There is no case that the General Division ignored or misunderstood the evidence

[16] At the General Division, the Claimant submitted an affidavit from a minister in his church outlining his faith-based objections to the vaccine’s development. He maintained that his employer should have given him an exemption from having to get vaccinated on religious grounds. He argued that, by forcing him to accept the vaccine under threat of losing his job, his employer violated his rights to religious freedom and bodily integrity.

[17] In the reasons for its decision, the General Division addressed these points, but found them less than compelling. Given the law governing misconduct, I don’t see how the General Division made an error in assessing the available evidence.

[18] The General Division based its decision on the following findings:

  • The Claimant’s employer was free to establish and enforce a vaccination policy as it saw fit;
  • The Claimant’s employer adopted and communicated a policy requiring employees to provide proof that they had been fully vaccinated by a specified deadline;
  • The Claimant knew, or should have known, that failure to comply with the policy by the specified deadline would cause loss of employment;
  • The Claimant intentionally refused to get vaccinated by the deadline;
  • The Claimant failed to satisfy his employer that he qualified for a religious exemption under the policy; and
  • The employer was under no obligation to accept the Claimant’s request for an exemption.

[19] These findings appear to accurately reflect the documents on file, as well as the Claimant’s testimony. In its role as finder of fact, the General Division is entitled to some leeway in how it chooses to assess the evidence before it.Note de bas page 7 In this case, having reviewed emails, memos, and testimony, the General Division concluded that the Claimant knew about his employer’s policy and understood that there was a good chance he’d be let go if he failed to comply with it by a certain deadline. In the absence of a significant factual error, I see no reason to second-guess this finding.Note de bas page 8

There is no case that the General Division disregarded the Claimant’s retraining

[20] The Claimant says that Commission staff assured him he would receive EI if he participated in a retraining program pursuant to section 25 of the EI Act. Although he successfully completed such a program in November 2022, the Commission still declared him ineligible for EI benefits. He is now criticizing the General Division for not acknowledging that he was given misleading advice.

[21] I don’t see a case here.

[22] A judicial or quasi-judicial decision-maker is presumed to have considered all the material before it.Note de bas page 9 In its decision, the General Division may not have referred to the Claimant’s submissions about retraining, but that doesn’t mean it overlooked them. Decision-makers can’t be expected to address a claimant’s every submission, however insignificant it may be.

[23] Here, I can see why the General Division chose not to discuss the Claimant’s decision to go back to school. That’s because it wasn’t relevant to the issue of whether the Claimant committed misconduct.
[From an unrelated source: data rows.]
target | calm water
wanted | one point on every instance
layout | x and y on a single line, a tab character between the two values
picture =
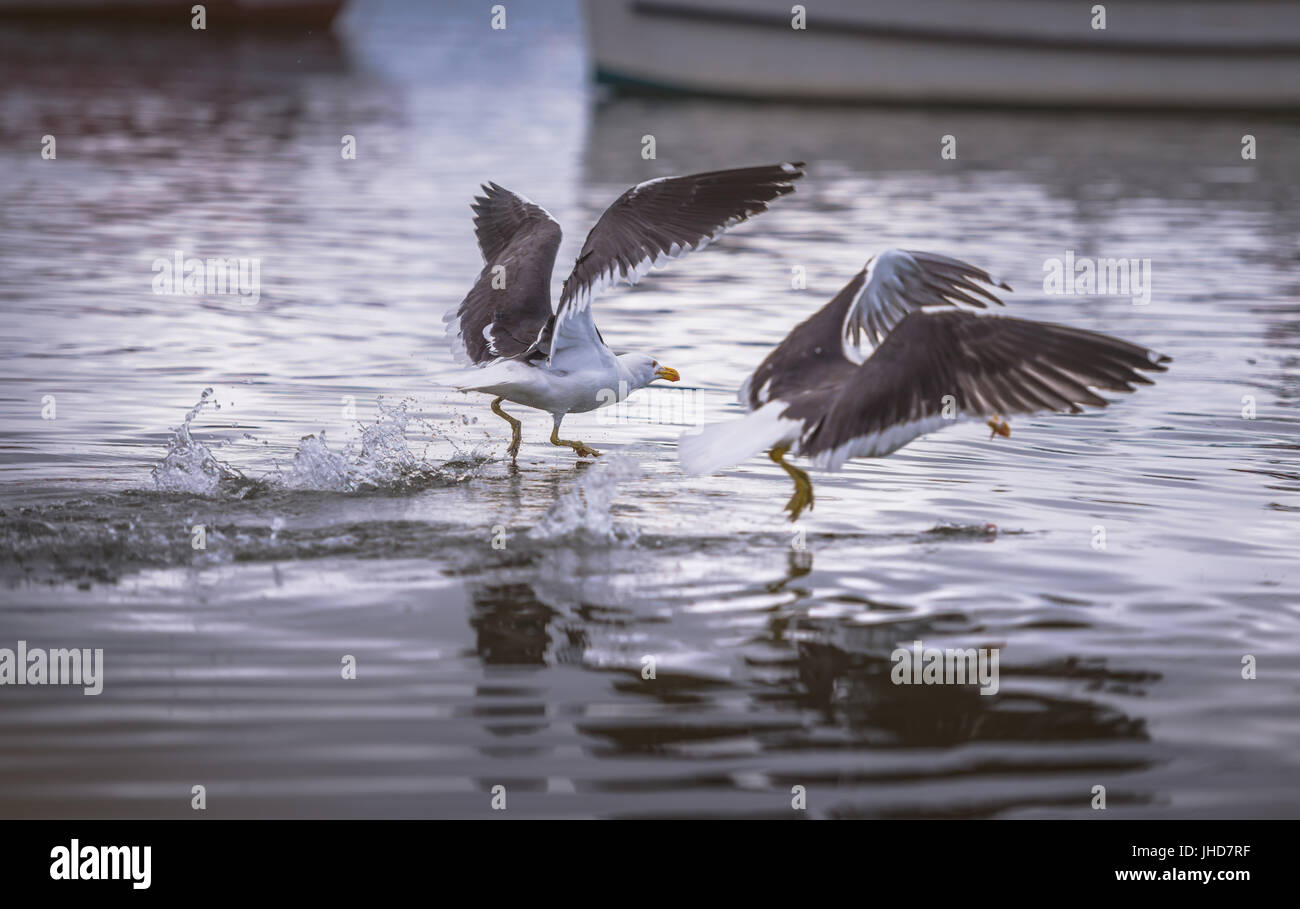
521	666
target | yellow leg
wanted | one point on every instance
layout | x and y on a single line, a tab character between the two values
580	447
802	497
1000	427
515	436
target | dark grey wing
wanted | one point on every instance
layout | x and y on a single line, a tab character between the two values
809	355
889	286
655	221
510	303
902	281
983	366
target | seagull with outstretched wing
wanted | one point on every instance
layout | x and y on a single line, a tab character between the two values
557	360
932	363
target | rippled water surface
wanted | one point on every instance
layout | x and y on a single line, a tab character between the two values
520	663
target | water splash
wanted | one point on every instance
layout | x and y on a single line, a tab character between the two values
380	459
585	510
189	466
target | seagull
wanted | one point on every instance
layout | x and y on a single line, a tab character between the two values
932	362
518	349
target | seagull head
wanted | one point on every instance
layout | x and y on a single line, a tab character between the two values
642	369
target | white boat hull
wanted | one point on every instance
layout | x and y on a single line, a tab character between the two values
1188	53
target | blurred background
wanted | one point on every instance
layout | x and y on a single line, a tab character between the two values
521	666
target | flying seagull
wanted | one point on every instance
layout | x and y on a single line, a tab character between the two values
557	360
931	363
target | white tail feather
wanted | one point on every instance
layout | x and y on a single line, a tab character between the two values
723	445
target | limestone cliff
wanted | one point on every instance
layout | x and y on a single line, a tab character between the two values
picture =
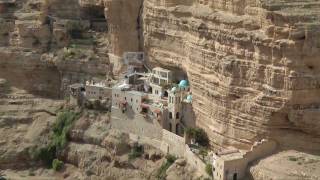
46	45
252	65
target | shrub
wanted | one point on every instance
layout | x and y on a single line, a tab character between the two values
199	135
57	165
161	173
171	158
136	151
209	169
58	139
292	158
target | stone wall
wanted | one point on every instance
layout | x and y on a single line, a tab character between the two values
172	143
247	62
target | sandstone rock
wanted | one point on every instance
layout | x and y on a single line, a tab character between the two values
181	162
237	56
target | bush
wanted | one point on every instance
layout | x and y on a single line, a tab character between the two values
199	135
209	169
136	151
57	165
171	158
161	173
58	139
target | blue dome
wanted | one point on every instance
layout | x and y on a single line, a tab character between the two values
189	98
183	84
174	89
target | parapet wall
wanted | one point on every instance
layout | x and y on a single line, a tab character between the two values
260	149
172	143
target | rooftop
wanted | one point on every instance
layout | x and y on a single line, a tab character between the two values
161	69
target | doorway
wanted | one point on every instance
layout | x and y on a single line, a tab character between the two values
235	176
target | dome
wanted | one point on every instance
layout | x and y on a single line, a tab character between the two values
189	98
174	89
183	84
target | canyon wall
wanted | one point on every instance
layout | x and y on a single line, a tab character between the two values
252	66
47	45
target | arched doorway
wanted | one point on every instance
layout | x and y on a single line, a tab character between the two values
165	94
235	176
177	129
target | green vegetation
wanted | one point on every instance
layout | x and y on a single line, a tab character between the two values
203	152
57	165
58	138
199	135
209	169
161	173
136	151
292	158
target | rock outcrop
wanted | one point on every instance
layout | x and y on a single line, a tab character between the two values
252	65
47	45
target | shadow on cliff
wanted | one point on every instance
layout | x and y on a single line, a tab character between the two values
39	81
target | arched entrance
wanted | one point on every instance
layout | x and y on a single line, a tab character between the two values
235	176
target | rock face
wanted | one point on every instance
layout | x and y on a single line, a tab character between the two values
46	45
252	65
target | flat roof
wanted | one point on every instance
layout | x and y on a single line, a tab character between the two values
232	156
161	69
139	93
7	1
76	85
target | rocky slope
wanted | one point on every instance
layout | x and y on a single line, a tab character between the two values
252	65
46	45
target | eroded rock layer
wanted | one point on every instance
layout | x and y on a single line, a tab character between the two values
252	65
47	45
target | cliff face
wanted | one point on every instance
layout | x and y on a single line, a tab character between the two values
46	45
252	65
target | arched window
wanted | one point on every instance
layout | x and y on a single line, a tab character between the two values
177	129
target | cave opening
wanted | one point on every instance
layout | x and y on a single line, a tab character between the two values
96	16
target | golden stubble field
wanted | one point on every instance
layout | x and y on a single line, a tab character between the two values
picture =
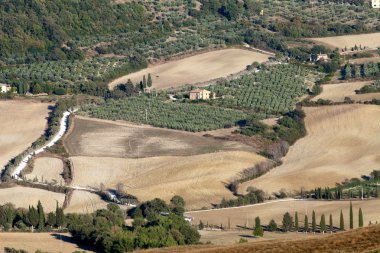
371	40
342	143
25	197
338	91
21	123
198	68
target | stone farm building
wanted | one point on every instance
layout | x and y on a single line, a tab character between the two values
4	88
199	94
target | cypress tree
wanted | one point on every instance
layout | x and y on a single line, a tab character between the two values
322	224
41	216
360	218
351	217
341	223
296	221
149	82
306	224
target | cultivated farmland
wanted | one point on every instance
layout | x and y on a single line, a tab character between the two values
25	197
276	209
90	137
194	69
341	144
85	202
21	123
47	169
48	242
337	92
199	179
370	40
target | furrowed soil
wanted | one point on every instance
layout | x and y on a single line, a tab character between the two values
46	242
21	123
341	143
25	197
47	169
194	69
370	40
337	92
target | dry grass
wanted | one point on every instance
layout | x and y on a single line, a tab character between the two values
371	40
21	123
337	92
341	143
47	169
47	242
92	137
194	69
359	240
25	197
85	202
200	179
276	209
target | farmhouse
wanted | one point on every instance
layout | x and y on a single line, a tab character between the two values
4	88
375	3
199	94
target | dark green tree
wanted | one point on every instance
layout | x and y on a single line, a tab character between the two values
41	216
322	224
296	225
306	224
287	222
360	218
149	82
351	216
341	221
258	231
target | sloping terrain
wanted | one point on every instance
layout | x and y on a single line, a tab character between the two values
21	123
358	240
194	69
244	215
337	92
342	143
25	197
199	179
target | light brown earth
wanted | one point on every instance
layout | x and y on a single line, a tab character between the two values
337	92
47	169
342	143
354	241
92	137
194	69
199	179
371	40
25	197
85	202
242	216
47	242
21	123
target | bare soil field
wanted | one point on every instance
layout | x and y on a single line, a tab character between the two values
47	242
359	240
25	197
337	92
200	179
341	144
242	216
21	123
85	202
197	68
47	169
370	40
92	137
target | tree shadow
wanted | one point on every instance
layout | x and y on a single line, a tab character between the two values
71	240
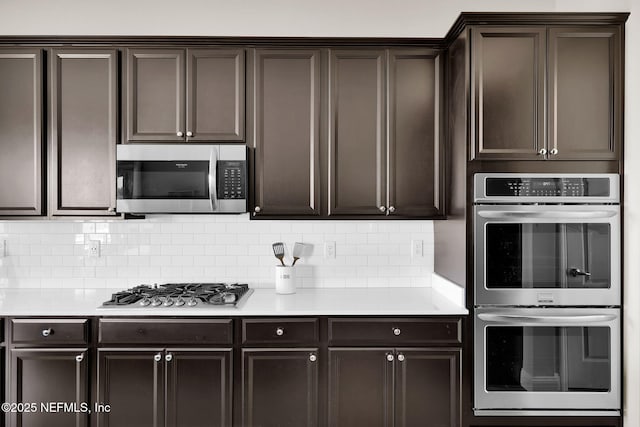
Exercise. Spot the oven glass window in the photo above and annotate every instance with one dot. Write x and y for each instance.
(558, 359)
(164, 179)
(544, 255)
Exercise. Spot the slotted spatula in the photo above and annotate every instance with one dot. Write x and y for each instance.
(298, 248)
(278, 251)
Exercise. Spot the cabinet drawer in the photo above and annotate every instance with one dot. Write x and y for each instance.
(50, 331)
(279, 331)
(165, 331)
(395, 331)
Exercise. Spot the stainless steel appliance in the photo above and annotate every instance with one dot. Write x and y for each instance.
(547, 240)
(181, 295)
(181, 178)
(547, 361)
(547, 294)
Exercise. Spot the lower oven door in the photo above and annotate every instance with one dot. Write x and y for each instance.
(559, 361)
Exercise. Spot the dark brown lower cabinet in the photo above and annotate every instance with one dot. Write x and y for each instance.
(394, 387)
(193, 386)
(44, 377)
(280, 387)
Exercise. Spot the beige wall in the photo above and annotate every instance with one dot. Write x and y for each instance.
(399, 18)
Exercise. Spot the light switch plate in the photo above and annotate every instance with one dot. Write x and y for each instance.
(94, 248)
(329, 249)
(416, 248)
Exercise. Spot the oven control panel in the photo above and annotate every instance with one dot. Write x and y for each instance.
(232, 179)
(569, 188)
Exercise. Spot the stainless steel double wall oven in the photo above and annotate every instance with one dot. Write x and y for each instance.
(547, 294)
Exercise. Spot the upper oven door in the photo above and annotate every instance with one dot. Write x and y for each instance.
(531, 255)
(546, 359)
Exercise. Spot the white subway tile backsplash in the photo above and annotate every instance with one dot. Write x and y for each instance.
(165, 248)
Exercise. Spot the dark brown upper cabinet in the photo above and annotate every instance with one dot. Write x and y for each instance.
(177, 95)
(21, 139)
(546, 93)
(508, 78)
(385, 118)
(84, 125)
(357, 135)
(287, 132)
(585, 93)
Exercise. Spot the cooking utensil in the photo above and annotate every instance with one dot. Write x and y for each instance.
(298, 248)
(278, 251)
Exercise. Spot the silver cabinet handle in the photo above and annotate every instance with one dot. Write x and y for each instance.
(575, 272)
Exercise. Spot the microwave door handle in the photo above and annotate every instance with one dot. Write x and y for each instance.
(511, 215)
(213, 180)
(555, 320)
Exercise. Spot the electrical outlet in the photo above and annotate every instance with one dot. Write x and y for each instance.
(94, 248)
(329, 249)
(416, 248)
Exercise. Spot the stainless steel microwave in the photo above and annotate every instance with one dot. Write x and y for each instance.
(181, 178)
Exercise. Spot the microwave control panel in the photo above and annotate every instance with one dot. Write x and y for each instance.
(547, 187)
(232, 179)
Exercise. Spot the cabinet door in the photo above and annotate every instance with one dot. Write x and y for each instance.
(132, 382)
(155, 95)
(84, 85)
(280, 387)
(46, 376)
(287, 154)
(427, 388)
(360, 387)
(357, 147)
(415, 150)
(215, 95)
(198, 388)
(21, 140)
(585, 102)
(508, 78)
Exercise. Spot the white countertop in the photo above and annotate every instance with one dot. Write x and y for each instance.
(263, 302)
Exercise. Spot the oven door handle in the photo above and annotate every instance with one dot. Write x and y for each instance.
(556, 320)
(213, 179)
(511, 215)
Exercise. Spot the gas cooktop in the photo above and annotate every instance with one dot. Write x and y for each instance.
(180, 295)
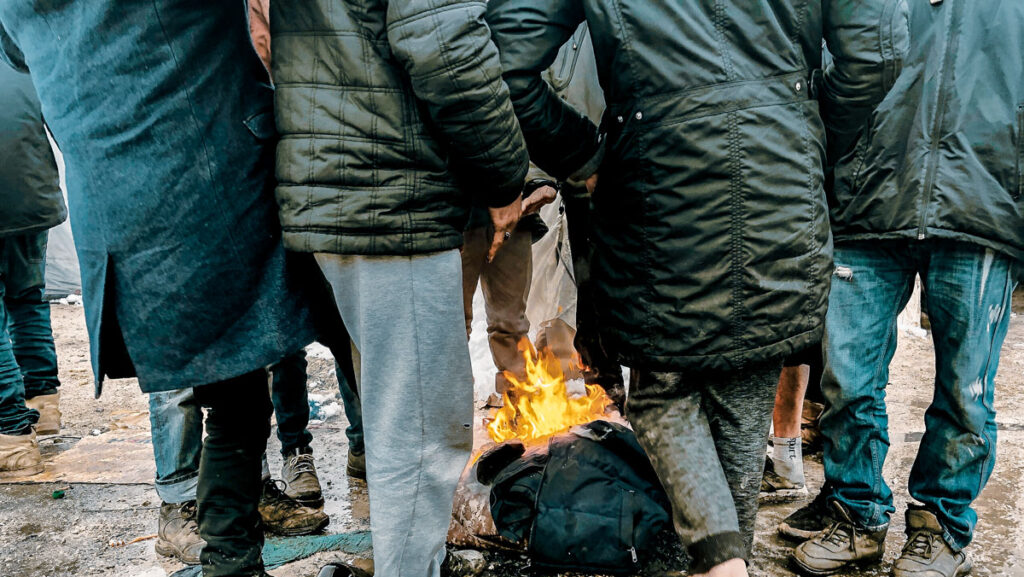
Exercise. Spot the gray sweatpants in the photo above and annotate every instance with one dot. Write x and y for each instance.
(404, 316)
(706, 435)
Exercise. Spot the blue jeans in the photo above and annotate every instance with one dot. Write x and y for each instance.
(28, 357)
(969, 290)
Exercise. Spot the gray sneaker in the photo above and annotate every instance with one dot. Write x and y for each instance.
(841, 545)
(177, 533)
(299, 475)
(926, 552)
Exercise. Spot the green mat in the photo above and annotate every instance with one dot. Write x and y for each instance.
(278, 551)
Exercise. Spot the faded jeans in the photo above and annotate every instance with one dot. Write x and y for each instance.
(404, 316)
(28, 357)
(969, 292)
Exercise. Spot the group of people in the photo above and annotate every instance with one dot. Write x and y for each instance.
(762, 177)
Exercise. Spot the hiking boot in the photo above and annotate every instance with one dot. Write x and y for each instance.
(299, 475)
(284, 516)
(356, 464)
(177, 533)
(777, 489)
(49, 412)
(19, 455)
(926, 552)
(839, 546)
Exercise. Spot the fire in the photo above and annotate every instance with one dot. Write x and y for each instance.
(542, 406)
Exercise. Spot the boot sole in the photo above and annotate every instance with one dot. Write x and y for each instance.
(811, 572)
(164, 548)
(27, 471)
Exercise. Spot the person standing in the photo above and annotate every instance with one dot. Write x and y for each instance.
(394, 120)
(164, 114)
(928, 181)
(712, 250)
(30, 194)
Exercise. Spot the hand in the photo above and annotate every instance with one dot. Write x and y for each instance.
(539, 198)
(505, 219)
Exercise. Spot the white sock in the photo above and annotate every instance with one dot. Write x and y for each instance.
(787, 456)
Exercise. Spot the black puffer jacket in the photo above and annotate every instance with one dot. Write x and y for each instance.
(938, 151)
(393, 117)
(30, 189)
(713, 244)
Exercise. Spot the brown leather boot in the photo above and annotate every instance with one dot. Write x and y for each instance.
(177, 533)
(49, 412)
(19, 455)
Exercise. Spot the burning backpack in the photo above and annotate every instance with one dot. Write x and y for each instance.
(588, 501)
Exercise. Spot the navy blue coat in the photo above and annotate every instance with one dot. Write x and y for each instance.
(165, 117)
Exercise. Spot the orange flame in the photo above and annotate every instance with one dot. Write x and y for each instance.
(542, 406)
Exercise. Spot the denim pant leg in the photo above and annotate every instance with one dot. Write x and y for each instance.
(969, 296)
(176, 421)
(15, 418)
(871, 284)
(30, 315)
(291, 403)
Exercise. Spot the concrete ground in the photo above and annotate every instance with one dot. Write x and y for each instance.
(41, 536)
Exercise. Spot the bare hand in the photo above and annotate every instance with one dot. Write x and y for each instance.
(540, 197)
(505, 219)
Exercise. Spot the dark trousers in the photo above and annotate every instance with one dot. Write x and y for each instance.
(706, 435)
(238, 424)
(28, 357)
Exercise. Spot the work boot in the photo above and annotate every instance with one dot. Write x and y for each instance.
(299, 475)
(356, 464)
(777, 489)
(842, 544)
(19, 455)
(926, 552)
(177, 533)
(808, 521)
(49, 412)
(284, 516)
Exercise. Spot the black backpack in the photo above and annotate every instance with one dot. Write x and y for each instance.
(588, 501)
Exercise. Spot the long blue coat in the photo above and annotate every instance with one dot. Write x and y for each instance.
(165, 117)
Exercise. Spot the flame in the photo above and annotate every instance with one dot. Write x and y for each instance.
(542, 406)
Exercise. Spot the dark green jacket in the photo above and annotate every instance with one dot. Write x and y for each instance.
(713, 244)
(393, 120)
(937, 151)
(30, 188)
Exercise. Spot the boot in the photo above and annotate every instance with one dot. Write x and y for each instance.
(177, 533)
(284, 516)
(49, 412)
(842, 544)
(19, 455)
(926, 552)
(299, 475)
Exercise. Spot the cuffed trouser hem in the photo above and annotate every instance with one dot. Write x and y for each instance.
(716, 549)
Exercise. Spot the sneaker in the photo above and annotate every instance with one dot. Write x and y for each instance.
(777, 489)
(926, 552)
(839, 546)
(49, 412)
(299, 475)
(19, 455)
(356, 464)
(177, 533)
(808, 521)
(284, 516)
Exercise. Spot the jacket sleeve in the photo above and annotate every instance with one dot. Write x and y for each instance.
(528, 34)
(855, 81)
(445, 48)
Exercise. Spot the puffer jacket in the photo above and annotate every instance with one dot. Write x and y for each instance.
(713, 249)
(393, 120)
(938, 151)
(30, 188)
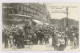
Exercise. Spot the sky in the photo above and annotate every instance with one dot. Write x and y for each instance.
(61, 8)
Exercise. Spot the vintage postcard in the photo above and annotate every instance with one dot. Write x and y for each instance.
(40, 26)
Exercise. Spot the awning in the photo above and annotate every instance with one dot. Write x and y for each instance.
(20, 15)
(37, 21)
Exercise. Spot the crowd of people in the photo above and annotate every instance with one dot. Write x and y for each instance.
(20, 36)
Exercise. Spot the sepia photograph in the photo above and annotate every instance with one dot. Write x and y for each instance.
(40, 26)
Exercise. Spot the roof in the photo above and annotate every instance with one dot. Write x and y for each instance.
(20, 15)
[24] Under section 25 of the EI Act, a claimant is deemed available for work if they are engaged in a retraining program to which the Commission, or an authority designated by the Commission, has referred the Claimant. From what I can see, the Claimant never produced evidence that the Commission or a designate referred him to the millwright program that he took at Sheridan College. Instead, the evidence shows that, after the Claimant was dismissed from his job, it was his decision, and his decision alone, to use his time to learn another skill.Note de bas page 10

[25] The Claimant suggests that he was misled into believing that retraining by itself would entitle him EI benefits. However, that argument can’t succeed. Even if the Commission provided the Claimant with misinformation (something that wasn’t proven), that doesn’t relieve him from the operation of the EI Act.Note de bas page 11 Claimants for EI benefits have an obligation to take reasonable steps to determine their rights and obligations under the law.Note de bas page 12

Conclusion

[26] For the above reasons, I am not satisfied that this appeal has a reasonable chance of success. Permission to appeal is therefore refused. That means the appeal will not proceed.